Banks continues, "And now as I look back, I really think about dinners I didn't have with my parents and time with my siblings. I don't have a huge regret, I have a great relationship with everyone in my family. But looking back, [I] think it would have been nice to involve them a little more in my life. As a parent now too looking at my kids getting older and knowing they're gonna leave me, I hope and pray that they just invite me to dinner every once in awhile." The actor shares two sons with her husband, Max Handelman, whom she married in 2003.

In her 30s, Banks's career was skyrocketing. Following her first major role in 2001's "Wet Hot American Summer," the actor starred in films like "The 40-Year-Old Virgin" and the Spider-Man franchise, but in hindsight, Banks says she wishes she took more risks. "I wish I had moved even faster into just being bolder about who I was and what I wanted, and not being so afraid that the industry was going to punish me for saying things that I wanted," she reflects. "But, you know, it worked out. And my early naivete was probably a superpower that I didn't realize I had."

Turning 40 was surprisingly difficult, Banks recalls, and taught her a harsh truth about being a woman in the entertainment industry. "I had always heard that women sort of become invisible in their 40s, and I did not understand what that meant until I turned 40," she says. "I just had this crazy realization, as I hit 40, of, 'Oh, I'm literally biologically less attractive to the male species.' When you make your living being attractive, as part of it, it was a real blow."

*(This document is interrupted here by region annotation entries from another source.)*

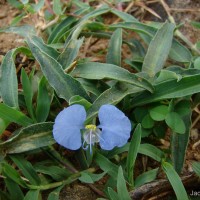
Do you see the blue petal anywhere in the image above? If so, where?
[98,105,131,150]
[53,105,86,150]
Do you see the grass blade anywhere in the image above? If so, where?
[142,23,175,77]
[126,124,142,186]
[162,162,189,200]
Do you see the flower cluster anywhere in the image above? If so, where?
[53,104,131,150]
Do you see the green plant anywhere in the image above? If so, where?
[0,1,200,200]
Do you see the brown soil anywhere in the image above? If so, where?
[0,0,200,200]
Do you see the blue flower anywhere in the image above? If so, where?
[53,104,131,150]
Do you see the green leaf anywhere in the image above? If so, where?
[0,122,55,154]
[162,162,189,200]
[0,49,19,108]
[192,162,200,176]
[108,187,120,200]
[135,168,159,188]
[171,100,192,173]
[169,39,192,63]
[165,112,186,134]
[21,68,35,119]
[47,185,64,200]
[9,155,41,185]
[58,37,84,70]
[53,0,62,15]
[141,114,154,128]
[0,118,10,135]
[34,164,71,181]
[138,144,165,162]
[149,105,169,121]
[117,166,131,200]
[111,9,138,22]
[126,124,142,186]
[69,95,92,110]
[48,8,88,44]
[23,190,41,200]
[32,0,44,12]
[110,22,192,62]
[78,5,110,22]
[154,69,182,84]
[79,171,106,183]
[0,25,36,37]
[27,35,60,60]
[27,34,89,101]
[0,103,33,126]
[87,84,143,121]
[132,74,200,106]
[72,62,153,92]
[142,23,175,77]
[35,77,54,122]
[2,177,24,200]
[94,153,118,179]
[194,57,200,69]
[2,162,27,187]
[48,16,77,44]
[106,28,122,66]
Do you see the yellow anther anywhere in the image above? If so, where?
[85,124,97,131]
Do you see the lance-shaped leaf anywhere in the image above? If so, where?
[0,122,55,154]
[171,100,192,173]
[87,84,144,120]
[0,25,36,38]
[0,103,33,126]
[72,62,153,92]
[142,23,175,77]
[162,162,189,200]
[0,47,31,108]
[110,21,192,62]
[27,36,89,101]
[106,29,122,66]
[133,74,200,106]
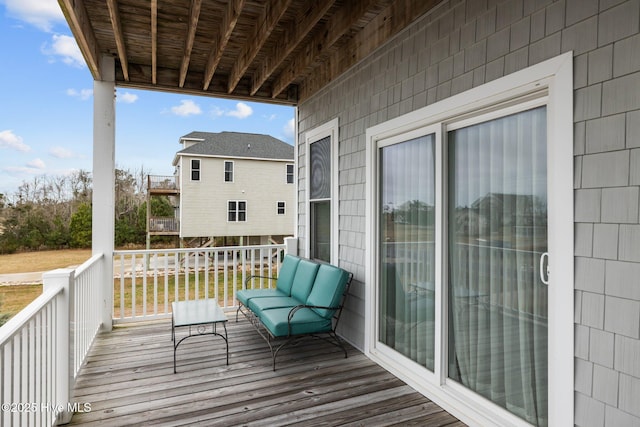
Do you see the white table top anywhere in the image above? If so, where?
[171,299,227,326]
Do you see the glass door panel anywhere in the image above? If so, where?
[378,134,436,371]
[447,107,548,425]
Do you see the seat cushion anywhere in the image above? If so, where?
[276,254,300,296]
[236,289,287,307]
[247,296,302,317]
[306,264,349,319]
[291,259,320,304]
[260,308,331,337]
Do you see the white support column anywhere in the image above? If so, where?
[92,56,116,331]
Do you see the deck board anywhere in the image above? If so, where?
[70,315,463,426]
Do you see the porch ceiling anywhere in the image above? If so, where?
[58,0,439,105]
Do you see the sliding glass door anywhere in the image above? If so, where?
[376,102,548,425]
[378,134,435,371]
[447,107,547,425]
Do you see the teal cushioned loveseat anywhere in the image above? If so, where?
[236,255,353,370]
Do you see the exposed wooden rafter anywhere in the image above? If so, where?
[58,0,442,105]
[300,0,440,99]
[227,0,291,93]
[107,0,129,81]
[58,0,102,80]
[272,0,375,97]
[202,0,244,90]
[151,0,158,85]
[178,0,202,87]
[251,0,335,95]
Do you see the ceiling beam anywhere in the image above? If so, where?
[151,0,158,85]
[227,0,291,93]
[300,0,440,100]
[203,0,244,90]
[107,0,129,81]
[58,0,102,80]
[179,0,202,87]
[251,0,335,95]
[272,0,375,98]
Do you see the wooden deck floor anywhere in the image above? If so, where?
[70,316,463,426]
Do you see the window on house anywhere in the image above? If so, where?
[191,159,200,181]
[227,200,247,222]
[287,164,293,184]
[305,119,338,264]
[224,161,233,182]
[309,136,331,262]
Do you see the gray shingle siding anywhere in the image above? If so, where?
[298,0,640,426]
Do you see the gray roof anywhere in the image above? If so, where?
[176,132,293,160]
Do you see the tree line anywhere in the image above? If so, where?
[0,168,174,254]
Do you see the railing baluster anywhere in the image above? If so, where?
[184,252,190,301]
[163,253,169,313]
[110,245,285,323]
[213,250,220,301]
[203,249,211,299]
[193,251,200,299]
[153,252,158,316]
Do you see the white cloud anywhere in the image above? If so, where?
[0,130,31,153]
[211,106,224,117]
[42,34,86,68]
[117,92,138,104]
[27,159,47,169]
[0,0,64,32]
[67,89,93,101]
[282,119,296,138]
[171,99,202,117]
[227,102,253,119]
[49,147,76,159]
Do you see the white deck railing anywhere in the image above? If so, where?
[0,255,104,426]
[113,244,285,324]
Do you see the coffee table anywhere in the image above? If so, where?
[171,299,229,374]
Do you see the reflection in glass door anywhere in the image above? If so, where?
[378,134,435,371]
[447,107,548,425]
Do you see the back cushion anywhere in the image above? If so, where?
[307,264,349,319]
[291,259,320,304]
[276,255,300,296]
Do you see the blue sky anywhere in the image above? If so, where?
[0,0,294,196]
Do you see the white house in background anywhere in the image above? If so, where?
[173,132,296,244]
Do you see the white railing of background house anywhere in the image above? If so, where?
[113,244,286,324]
[0,256,103,426]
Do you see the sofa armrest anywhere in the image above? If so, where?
[288,304,340,322]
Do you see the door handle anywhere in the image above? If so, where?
[540,252,550,286]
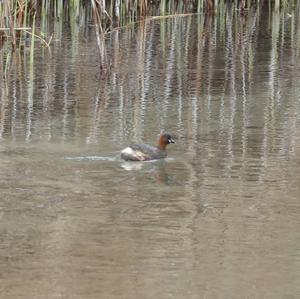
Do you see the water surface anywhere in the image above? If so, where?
[0,7,300,299]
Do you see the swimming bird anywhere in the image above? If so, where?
[121,133,175,161]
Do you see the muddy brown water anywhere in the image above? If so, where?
[0,9,300,299]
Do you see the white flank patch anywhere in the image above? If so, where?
[121,147,134,156]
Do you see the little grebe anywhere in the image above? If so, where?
[121,133,174,161]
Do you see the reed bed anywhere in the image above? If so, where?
[0,0,300,73]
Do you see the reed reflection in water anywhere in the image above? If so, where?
[0,6,300,298]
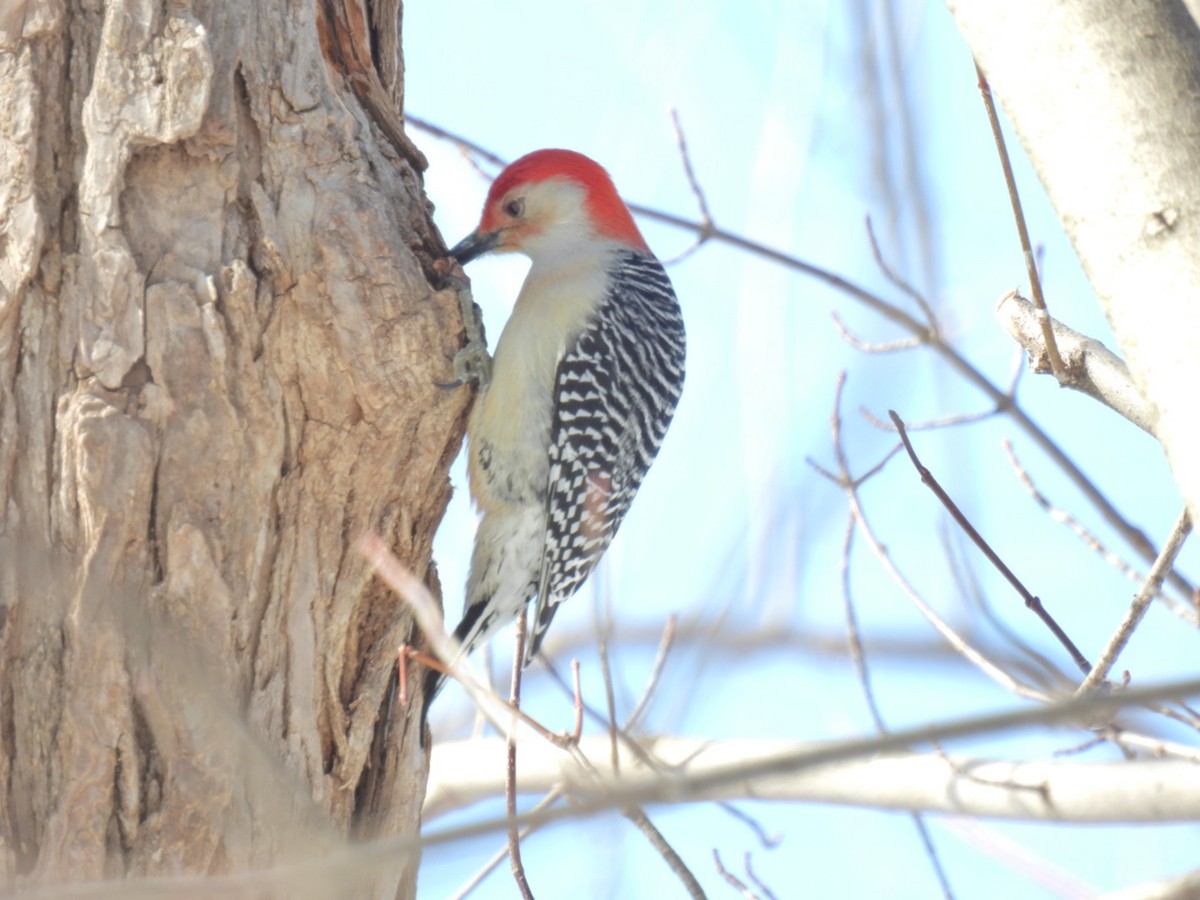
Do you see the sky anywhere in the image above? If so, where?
[403,0,1200,898]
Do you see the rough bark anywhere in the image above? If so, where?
[0,0,468,895]
[949,0,1200,521]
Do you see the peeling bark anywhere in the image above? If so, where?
[0,0,458,895]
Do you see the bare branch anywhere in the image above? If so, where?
[996,290,1154,434]
[1076,509,1192,694]
[888,409,1092,676]
[408,115,1192,593]
[976,62,1066,383]
[426,729,1200,823]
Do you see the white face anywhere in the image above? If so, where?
[484,178,606,263]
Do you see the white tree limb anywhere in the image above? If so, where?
[996,290,1153,434]
[424,736,1200,822]
[949,0,1200,528]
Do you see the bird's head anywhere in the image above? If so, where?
[450,150,648,264]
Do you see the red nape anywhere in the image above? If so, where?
[484,150,649,252]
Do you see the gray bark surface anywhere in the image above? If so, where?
[0,0,469,895]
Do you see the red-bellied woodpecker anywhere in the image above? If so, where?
[422,150,685,724]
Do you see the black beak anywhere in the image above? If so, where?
[450,232,500,265]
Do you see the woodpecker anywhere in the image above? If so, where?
[421,150,685,732]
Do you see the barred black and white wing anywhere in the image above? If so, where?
[526,251,685,662]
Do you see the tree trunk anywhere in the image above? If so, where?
[950,0,1200,521]
[0,0,460,895]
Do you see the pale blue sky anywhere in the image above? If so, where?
[404,0,1200,898]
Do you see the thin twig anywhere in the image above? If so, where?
[713,847,761,900]
[452,790,563,900]
[666,107,713,265]
[808,429,1050,703]
[888,409,1092,676]
[976,62,1067,383]
[622,806,704,898]
[829,372,954,898]
[625,613,679,731]
[858,407,1003,434]
[504,610,533,900]
[1076,508,1192,694]
[1001,438,1200,626]
[716,800,784,850]
[829,310,924,353]
[866,216,938,332]
[743,850,776,900]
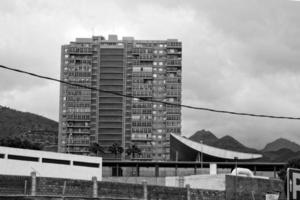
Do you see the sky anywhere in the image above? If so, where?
[0,0,300,149]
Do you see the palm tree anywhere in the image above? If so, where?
[89,142,104,156]
[126,144,141,159]
[108,143,124,159]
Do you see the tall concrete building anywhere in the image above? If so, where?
[59,35,182,160]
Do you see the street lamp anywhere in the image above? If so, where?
[67,132,72,153]
[200,140,203,172]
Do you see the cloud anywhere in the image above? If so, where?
[0,0,300,148]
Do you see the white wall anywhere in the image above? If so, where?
[166,174,225,191]
[0,147,102,181]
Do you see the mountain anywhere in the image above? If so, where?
[262,138,300,152]
[189,130,218,145]
[213,135,258,153]
[189,130,258,153]
[0,107,58,138]
[257,148,300,162]
[0,106,58,151]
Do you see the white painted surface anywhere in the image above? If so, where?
[231,167,254,177]
[166,174,225,191]
[0,146,102,181]
[171,133,262,160]
[209,163,217,175]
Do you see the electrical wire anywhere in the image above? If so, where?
[0,65,300,120]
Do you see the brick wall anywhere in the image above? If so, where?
[225,175,285,200]
[0,176,225,200]
[0,175,31,194]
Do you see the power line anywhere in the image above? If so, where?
[0,65,300,120]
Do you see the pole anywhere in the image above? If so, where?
[200,140,203,174]
[234,157,238,200]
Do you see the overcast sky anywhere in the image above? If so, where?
[0,0,300,148]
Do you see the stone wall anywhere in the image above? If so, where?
[102,176,166,186]
[225,175,285,200]
[0,173,225,200]
[0,175,31,194]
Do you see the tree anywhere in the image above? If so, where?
[126,144,141,159]
[89,142,105,156]
[0,137,42,150]
[278,158,300,180]
[108,143,124,159]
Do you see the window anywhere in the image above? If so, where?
[42,158,71,165]
[7,154,39,162]
[73,161,100,168]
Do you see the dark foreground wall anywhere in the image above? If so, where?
[225,175,286,200]
[0,175,225,200]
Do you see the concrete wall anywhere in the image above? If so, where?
[225,175,285,200]
[0,175,225,200]
[166,174,225,191]
[0,146,102,180]
[102,176,166,186]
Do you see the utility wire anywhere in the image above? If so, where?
[0,65,300,120]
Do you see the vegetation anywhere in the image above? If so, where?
[108,143,124,159]
[0,137,42,150]
[0,106,58,138]
[126,144,141,159]
[278,158,300,194]
[278,158,300,180]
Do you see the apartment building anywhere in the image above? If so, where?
[59,35,182,160]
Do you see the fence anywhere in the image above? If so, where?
[0,172,225,200]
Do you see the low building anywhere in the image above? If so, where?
[170,134,262,162]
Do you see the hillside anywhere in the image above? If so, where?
[262,138,300,152]
[258,148,300,162]
[189,130,218,145]
[0,106,58,151]
[0,107,58,138]
[189,130,258,153]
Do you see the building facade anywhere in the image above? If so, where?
[59,35,182,160]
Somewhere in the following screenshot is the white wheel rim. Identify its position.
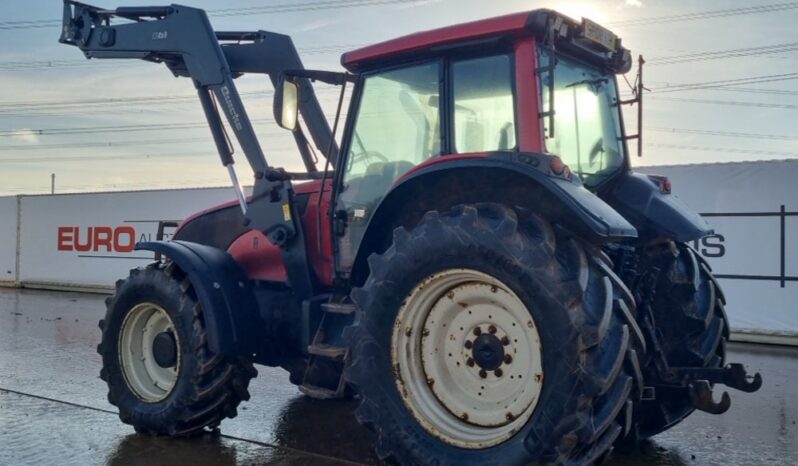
[391,269,543,449]
[119,303,180,403]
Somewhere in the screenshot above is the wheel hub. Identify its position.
[466,334,504,371]
[152,331,177,368]
[117,302,180,403]
[392,269,543,449]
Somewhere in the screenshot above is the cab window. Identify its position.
[451,55,516,153]
[338,62,441,264]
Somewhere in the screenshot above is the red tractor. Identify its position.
[61,0,761,465]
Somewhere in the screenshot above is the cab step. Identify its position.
[299,384,343,400]
[308,343,347,360]
[321,303,357,314]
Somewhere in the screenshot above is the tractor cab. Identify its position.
[286,10,644,271]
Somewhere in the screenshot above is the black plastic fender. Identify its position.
[136,241,261,355]
[602,171,713,242]
[354,152,637,280]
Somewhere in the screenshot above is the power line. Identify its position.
[646,96,798,110]
[607,2,798,27]
[652,73,798,94]
[646,143,798,157]
[646,42,798,66]
[644,126,798,141]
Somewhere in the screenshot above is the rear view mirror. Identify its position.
[274,78,299,131]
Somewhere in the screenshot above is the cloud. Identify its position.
[10,128,39,144]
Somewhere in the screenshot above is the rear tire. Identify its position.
[345,204,640,465]
[635,243,729,438]
[97,264,257,436]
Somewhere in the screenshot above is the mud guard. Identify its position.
[353,152,637,282]
[136,241,260,355]
[601,171,714,243]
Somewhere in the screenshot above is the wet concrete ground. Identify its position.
[0,288,798,466]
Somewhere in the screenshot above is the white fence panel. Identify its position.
[19,188,238,289]
[637,160,798,336]
[0,197,17,285]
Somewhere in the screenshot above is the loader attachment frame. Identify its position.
[59,0,338,299]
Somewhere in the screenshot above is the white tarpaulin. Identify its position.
[0,161,798,342]
[636,160,798,335]
[0,197,17,285]
[19,188,239,288]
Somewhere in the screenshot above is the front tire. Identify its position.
[97,264,257,436]
[345,204,639,465]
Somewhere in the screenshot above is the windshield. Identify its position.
[538,49,624,187]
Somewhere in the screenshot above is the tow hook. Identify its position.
[687,380,731,414]
[665,363,762,414]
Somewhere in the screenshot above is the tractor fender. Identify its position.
[602,171,713,242]
[136,241,260,355]
[353,152,637,281]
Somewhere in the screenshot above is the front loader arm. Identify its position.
[60,0,318,296]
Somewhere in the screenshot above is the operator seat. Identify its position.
[341,160,414,213]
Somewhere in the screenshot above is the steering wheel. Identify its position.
[349,150,390,166]
[589,138,604,165]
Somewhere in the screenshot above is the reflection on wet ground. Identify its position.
[0,289,798,466]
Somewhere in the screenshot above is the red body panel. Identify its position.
[341,11,530,71]
[178,179,335,286]
[515,37,545,152]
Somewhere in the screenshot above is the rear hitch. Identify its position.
[665,363,762,414]
[666,363,762,393]
[687,380,731,414]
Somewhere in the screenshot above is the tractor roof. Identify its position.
[341,9,631,72]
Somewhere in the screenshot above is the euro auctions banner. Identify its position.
[19,188,241,289]
[0,197,17,285]
[636,160,798,336]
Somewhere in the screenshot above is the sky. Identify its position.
[0,0,798,196]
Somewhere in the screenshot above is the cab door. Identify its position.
[335,60,443,271]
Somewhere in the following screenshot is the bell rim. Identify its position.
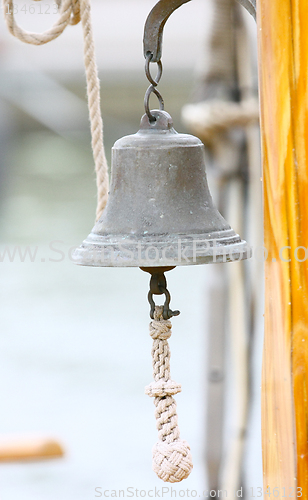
[73,229,251,267]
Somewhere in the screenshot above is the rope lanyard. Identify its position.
[3,0,109,220]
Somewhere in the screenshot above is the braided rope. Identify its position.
[3,0,109,220]
[145,306,193,483]
[182,98,259,143]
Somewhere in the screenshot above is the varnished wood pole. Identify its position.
[257,0,308,492]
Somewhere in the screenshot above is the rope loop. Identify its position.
[145,306,193,483]
[2,0,109,220]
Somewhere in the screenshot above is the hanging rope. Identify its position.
[145,306,193,483]
[3,0,109,220]
[182,97,259,144]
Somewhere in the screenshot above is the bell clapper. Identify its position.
[140,266,180,319]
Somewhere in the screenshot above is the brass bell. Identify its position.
[74,110,247,267]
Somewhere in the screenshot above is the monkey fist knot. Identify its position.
[153,439,193,483]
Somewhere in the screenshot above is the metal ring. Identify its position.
[145,52,163,87]
[144,85,164,122]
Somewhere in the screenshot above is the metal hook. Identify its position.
[143,0,256,62]
[140,266,180,319]
[143,0,191,62]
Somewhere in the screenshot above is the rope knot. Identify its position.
[153,439,193,483]
[145,306,193,483]
[145,380,182,398]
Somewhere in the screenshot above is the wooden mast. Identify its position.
[257,0,308,492]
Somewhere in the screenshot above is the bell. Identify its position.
[74,110,247,268]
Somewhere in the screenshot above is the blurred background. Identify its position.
[0,0,262,500]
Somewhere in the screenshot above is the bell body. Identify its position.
[74,111,247,267]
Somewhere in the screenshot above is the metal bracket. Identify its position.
[143,0,256,62]
[140,266,180,319]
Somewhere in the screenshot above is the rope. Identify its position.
[3,0,109,220]
[182,98,259,143]
[145,306,193,483]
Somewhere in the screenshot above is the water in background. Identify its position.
[0,75,214,500]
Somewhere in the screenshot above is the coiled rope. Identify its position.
[145,306,193,483]
[3,0,109,220]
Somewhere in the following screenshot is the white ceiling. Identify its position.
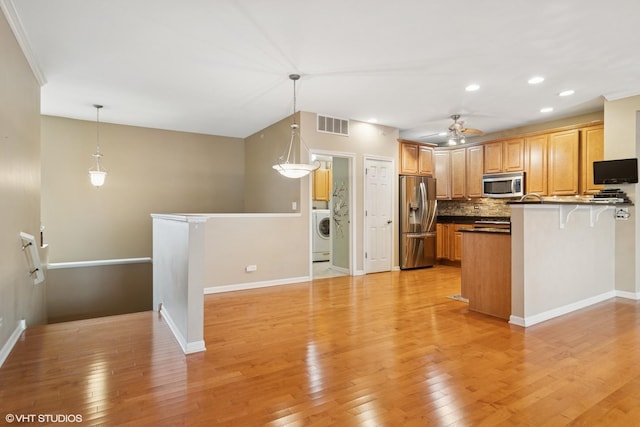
[0,0,640,141]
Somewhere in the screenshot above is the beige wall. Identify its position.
[604,96,640,293]
[42,118,244,262]
[245,113,300,213]
[42,116,244,321]
[0,13,46,352]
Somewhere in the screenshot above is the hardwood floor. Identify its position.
[0,266,640,427]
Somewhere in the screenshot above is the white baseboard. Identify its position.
[509,291,616,328]
[160,305,207,354]
[0,319,27,367]
[204,276,311,295]
[616,291,640,300]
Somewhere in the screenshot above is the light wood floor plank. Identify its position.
[0,266,640,427]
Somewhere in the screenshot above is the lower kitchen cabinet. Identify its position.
[461,232,511,320]
[436,223,473,262]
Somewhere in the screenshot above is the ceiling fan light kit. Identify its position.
[447,114,484,145]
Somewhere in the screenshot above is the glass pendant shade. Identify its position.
[89,171,107,187]
[89,104,107,187]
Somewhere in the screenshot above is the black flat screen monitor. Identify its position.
[593,158,638,184]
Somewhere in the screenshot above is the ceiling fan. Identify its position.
[448,114,484,145]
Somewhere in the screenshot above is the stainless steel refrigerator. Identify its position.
[400,175,438,270]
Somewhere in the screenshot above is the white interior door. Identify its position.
[364,159,393,273]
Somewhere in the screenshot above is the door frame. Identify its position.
[307,148,357,278]
[362,154,400,274]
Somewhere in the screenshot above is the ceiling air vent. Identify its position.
[317,114,349,136]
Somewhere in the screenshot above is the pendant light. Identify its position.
[89,104,107,188]
[273,74,320,178]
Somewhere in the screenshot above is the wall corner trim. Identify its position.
[0,319,27,367]
[0,0,47,87]
[160,306,207,354]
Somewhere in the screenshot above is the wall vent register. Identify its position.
[316,114,349,136]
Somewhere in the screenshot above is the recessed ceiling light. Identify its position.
[558,89,576,96]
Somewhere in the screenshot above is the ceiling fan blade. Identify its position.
[460,128,484,136]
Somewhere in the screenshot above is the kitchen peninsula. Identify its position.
[509,200,620,327]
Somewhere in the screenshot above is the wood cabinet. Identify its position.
[398,139,434,176]
[433,150,451,200]
[436,223,473,262]
[580,126,604,194]
[547,129,580,196]
[502,138,524,172]
[449,224,473,261]
[484,138,524,174]
[461,233,511,320]
[451,148,467,199]
[524,135,548,196]
[311,169,331,202]
[466,145,484,197]
[436,223,451,259]
[484,142,502,173]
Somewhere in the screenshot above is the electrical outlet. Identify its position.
[616,208,630,221]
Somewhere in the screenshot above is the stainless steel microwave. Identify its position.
[482,172,524,198]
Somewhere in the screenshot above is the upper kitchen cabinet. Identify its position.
[524,134,549,196]
[311,169,331,202]
[484,138,524,174]
[398,139,434,176]
[433,150,451,200]
[544,129,580,196]
[466,145,484,197]
[580,125,604,194]
[451,148,467,199]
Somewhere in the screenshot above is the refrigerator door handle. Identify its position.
[420,181,429,227]
[427,199,438,230]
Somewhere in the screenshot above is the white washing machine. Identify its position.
[313,209,331,261]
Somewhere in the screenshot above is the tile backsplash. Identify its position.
[438,198,511,217]
[438,196,591,217]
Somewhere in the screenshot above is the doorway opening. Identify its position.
[310,150,355,279]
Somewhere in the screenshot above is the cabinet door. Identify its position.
[400,143,418,175]
[436,223,449,259]
[484,142,502,173]
[548,130,580,196]
[418,145,433,176]
[466,145,484,197]
[433,150,451,199]
[580,126,604,194]
[449,224,473,261]
[502,138,524,172]
[451,148,467,199]
[524,135,548,196]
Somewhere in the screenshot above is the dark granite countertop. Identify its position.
[459,227,511,234]
[437,215,511,224]
[508,200,633,206]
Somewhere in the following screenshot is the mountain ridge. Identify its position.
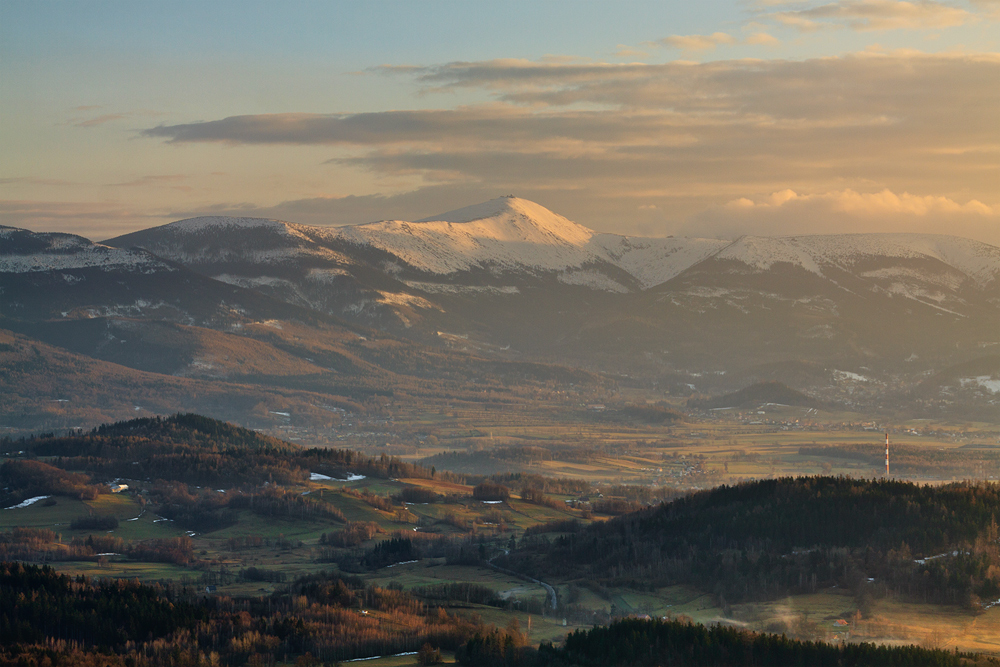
[106,196,1000,291]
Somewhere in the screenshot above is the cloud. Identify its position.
[108,174,192,192]
[0,176,79,187]
[743,32,781,46]
[771,0,973,32]
[143,52,1000,240]
[615,44,649,58]
[682,188,1000,245]
[659,32,736,52]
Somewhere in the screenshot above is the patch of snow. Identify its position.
[378,292,444,312]
[833,370,872,382]
[405,280,521,294]
[559,269,630,294]
[4,496,50,510]
[341,656,417,662]
[959,375,1000,394]
[588,234,729,289]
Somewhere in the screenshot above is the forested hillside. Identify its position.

Banks responded by pivoting to directing, producing, and writing. In addition to producing (and starring) in the cult-favorite Pitch Perfect films, she was behind projects like Hulu's series Shrill and the 2023 horror-comedy "Cocaine Bear." "I feel great about everything that I've accomplished, but it was definitely spurned on by what I felt was like utter rejection in my early 40s."

In her 50s, Banks is "on a pathway to not giving any fucks." "I'm not there yet, but I can see it, and I cannot wait to get there," she says. "I feel that I've built enough now, enough equity in who I am and what I've done, and the people that I surround myself with, that I won't have to care so much about what people think."